Sosiolog Khawatir Stigma Perempuan Bercadar Usai Aksi Teror

CNN Indonesia | CNN Indonesia
Rabu, 16 Mei 2018 19:37 WIB
Stigma terhadap suatu kelompok dikhawatirkan jadi pemecah masyarakat setelah rententan aksi teror yang terjadi di sejumlah wilayah Indonesia sejak pekan lalu.
Stigma terhadap suatu kelompok, termasuk perempuan bercadar, dikhawatirkan jadi pemecah masyarakat setelah rententan aksi teror yang terjadi di sejumlah wilayah Indonesia sejak pekan lalu. (Ilustrasi/AFP PHOTO/MOHAMMED AL-SHAIKH)
Jakarta, CNN Indonesia -- Stigma terhadap suatu kelompok dikhawatirkan menjadi pemecah kerukunan masyarakat setelah rententan aksi teror yang terjadi di sejumlah wilayah Indonesia sejak pekan lalu.
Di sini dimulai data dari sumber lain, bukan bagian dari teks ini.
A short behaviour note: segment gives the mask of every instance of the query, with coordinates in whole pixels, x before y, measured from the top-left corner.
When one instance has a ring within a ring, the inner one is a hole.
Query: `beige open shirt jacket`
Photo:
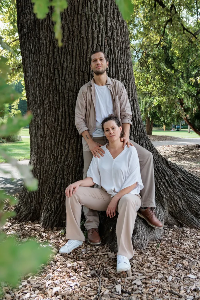
[[[106,85],[111,92],[114,114],[118,117],[120,123],[132,124],[132,113],[127,93],[123,83],[107,76]],[[88,130],[92,137],[96,127],[96,101],[94,78],[83,86],[79,91],[75,110],[75,124],[79,133]],[[84,151],[90,149],[87,142],[82,138]]]

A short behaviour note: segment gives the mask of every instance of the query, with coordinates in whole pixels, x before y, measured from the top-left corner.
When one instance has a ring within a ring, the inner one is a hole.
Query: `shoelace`
[[[155,212],[153,207],[150,207],[148,210],[150,214],[155,214]]]
[[[118,256],[117,257],[117,261],[118,262],[126,262],[126,257],[123,255],[121,255],[120,256]]]
[[[68,241],[68,242],[66,243],[65,246],[70,246],[75,241],[75,240],[70,240],[70,241]]]
[[[96,231],[97,232],[98,232],[98,230],[96,228],[92,228],[91,229],[89,229],[89,230],[90,231],[90,233],[91,232],[91,234],[92,232],[94,232],[94,231]]]

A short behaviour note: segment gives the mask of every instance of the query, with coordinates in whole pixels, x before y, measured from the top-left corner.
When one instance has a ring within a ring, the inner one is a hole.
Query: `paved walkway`
[[[28,164],[29,159],[20,160],[21,164]],[[18,169],[14,168],[9,164],[0,164],[0,169],[7,171],[12,171],[14,180],[12,180],[10,173],[6,174],[0,170],[0,189],[3,189],[6,193],[10,195],[13,195],[21,190],[23,184],[23,180]]]
[[[29,137],[29,136],[22,136],[22,137]],[[167,145],[191,145],[196,144],[200,145],[200,138],[193,139],[181,139],[180,140],[172,140],[167,141],[152,141],[152,143],[155,147]],[[29,160],[20,160],[19,164],[28,165]],[[23,178],[19,173],[18,170],[13,168],[9,164],[0,164],[0,169],[12,171],[13,177],[16,178],[12,181],[10,174],[5,174],[0,170],[0,189],[3,188],[6,192],[10,195],[13,195],[20,192],[23,185]]]
[[[155,147],[167,145],[200,145],[200,137],[193,139],[180,139],[166,141],[152,141],[151,142]]]

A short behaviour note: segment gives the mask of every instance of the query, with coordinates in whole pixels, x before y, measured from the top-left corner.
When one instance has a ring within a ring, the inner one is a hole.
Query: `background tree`
[[[38,20],[30,1],[17,0],[16,4],[28,107],[33,115],[30,163],[39,181],[37,191],[23,188],[17,219],[39,219],[46,227],[64,224],[65,188],[82,175],[81,139],[74,119],[76,98],[80,87],[92,77],[89,58],[97,49],[108,55],[109,76],[121,81],[127,90],[133,114],[130,138],[153,154],[157,215],[166,224],[180,222],[199,228],[200,180],[163,158],[148,137],[137,101],[127,27],[114,0],[69,1],[61,14],[60,48],[55,37],[52,10]],[[108,219],[104,213],[100,216],[103,240],[116,250],[116,218]],[[134,246],[144,247],[163,234],[138,219]]]
[[[168,106],[169,116],[173,108],[200,134],[199,1],[133,2],[129,31],[139,96],[148,91],[154,105]]]

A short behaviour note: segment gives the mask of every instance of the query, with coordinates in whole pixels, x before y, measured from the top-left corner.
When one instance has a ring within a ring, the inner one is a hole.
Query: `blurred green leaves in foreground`
[[[1,44],[1,47],[4,45]],[[13,86],[7,83],[9,68],[6,64],[7,59],[0,56],[0,117],[3,117],[6,106],[18,98],[20,94],[16,92]],[[26,126],[31,118],[30,113],[24,116],[20,114],[15,117],[9,117],[7,122],[0,126],[0,138],[17,133],[20,128]],[[37,181],[31,172],[31,166],[19,164],[17,161],[8,155],[0,148],[0,155],[3,156],[13,167],[18,168],[24,178],[24,183],[30,191],[37,189]],[[3,171],[3,170],[0,170]],[[4,171],[5,173],[11,173]],[[12,174],[11,174],[12,175]],[[4,202],[9,201],[14,205],[16,200],[0,190],[0,296],[3,294],[4,286],[14,287],[22,276],[35,273],[41,264],[48,261],[52,251],[47,245],[40,245],[36,241],[30,239],[21,242],[16,238],[9,236],[2,231],[3,226],[7,218],[14,216],[13,211],[4,210]]]

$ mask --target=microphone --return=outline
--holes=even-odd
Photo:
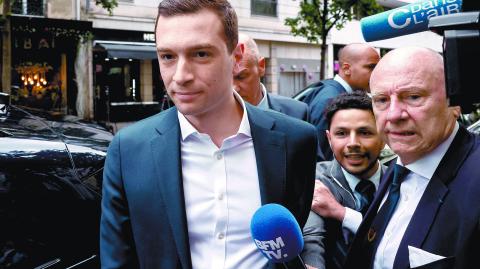
[[[428,19],[459,13],[462,0],[428,0],[360,20],[365,41],[376,41],[428,30]]]
[[[300,252],[303,249],[303,235],[295,217],[279,204],[266,204],[253,214],[250,231],[258,250],[271,262],[294,261],[305,268]]]

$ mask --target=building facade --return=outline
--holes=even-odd
[[[117,0],[112,15],[94,0],[9,1],[14,1],[14,15],[7,42],[11,48],[5,49],[2,35],[2,73],[10,74],[10,81],[2,81],[4,91],[5,85],[12,85],[37,106],[106,122],[134,121],[171,105],[160,77],[153,32],[160,0]],[[409,2],[413,0],[378,0],[389,8]],[[284,25],[286,18],[297,16],[300,1],[230,3],[237,11],[239,30],[256,40],[266,58],[263,82],[268,91],[292,96],[320,78],[320,45],[294,37]],[[327,77],[336,72],[338,50],[352,42],[364,42],[358,21],[330,31]],[[441,43],[440,36],[423,32],[371,44],[387,50],[421,45],[441,51]],[[4,57],[8,51],[10,63]],[[41,101],[31,97],[38,92],[50,97]]]
[[[3,91],[21,105],[92,118],[92,23],[82,20],[80,5],[61,0],[3,4],[3,14],[11,14],[2,29]]]

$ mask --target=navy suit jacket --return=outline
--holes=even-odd
[[[314,89],[305,97],[303,102],[308,104],[310,123],[317,128],[317,161],[331,161],[333,160],[333,153],[328,143],[327,135],[325,134],[328,126],[327,119],[323,112],[332,99],[342,93],[346,93],[347,90],[345,90],[342,84],[333,79],[319,81],[316,85],[313,85],[313,87]]]
[[[303,121],[309,121],[308,105],[292,98],[267,93],[270,109]]]
[[[284,205],[303,227],[313,195],[315,129],[275,111],[246,107],[262,204]],[[192,268],[176,108],[122,129],[111,142],[100,257],[102,268]]]
[[[395,162],[392,162],[395,163]],[[368,268],[362,241],[393,179],[387,171],[345,268]],[[423,194],[400,243],[393,269],[410,268],[408,246],[446,257],[419,268],[480,268],[480,138],[460,127]]]

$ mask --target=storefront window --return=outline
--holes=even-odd
[[[21,15],[43,16],[45,3],[43,0],[12,1],[12,13]]]
[[[103,69],[110,102],[141,101],[139,60],[106,58]]]

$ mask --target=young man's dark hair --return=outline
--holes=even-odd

"Tujuan utama teroris menimbulkan ketakutan dalam masyarakat, dari munculnya ketakutan itu masyarakat akan terbelah. Lalu, modal sosial dalam masyarakat yaitu trust akan runtuh, masyarakat saling curiga, menimbulkan konflik. Nah itu yang diinginkan teroris," ujar sosiolog dari Universitas Negeri Jakarta (UNJ) Robertus Robert saat diwawancara CNNIndonesia TV, Rabu (16/5) malam.


Itu pula, sambungnya, yang meminta kewaspadaan munculnya stigma negatif terhadap perempuan bercadar usai sejumlah aksi teror bom bunuh diri di Surabaya yang melibatkan masing-masing satu keluarga pada Minggu (14/5) dan Senin (15/5).

ADVERTISEMENT

SCROLL TO CONTINUE WITH CONTENT

Robertus mengatakan salah satu bahaya dari aksi terorisme bukan hanya korban jiwa maupun luka. Hal terparah, kata dia, adalah modal sosial yang runtuh di tengah masyarakat. Masyarakat, kata dia, jadi saling curiga sehingga menimbulkan konflik.

"Tadi itu menunjukkan prasangka lalu stigmatisasi, over generalisasi muncul di masyarakat kita. ini yang bahaya dari terorisme yang harus dicegah," ujar Robertus.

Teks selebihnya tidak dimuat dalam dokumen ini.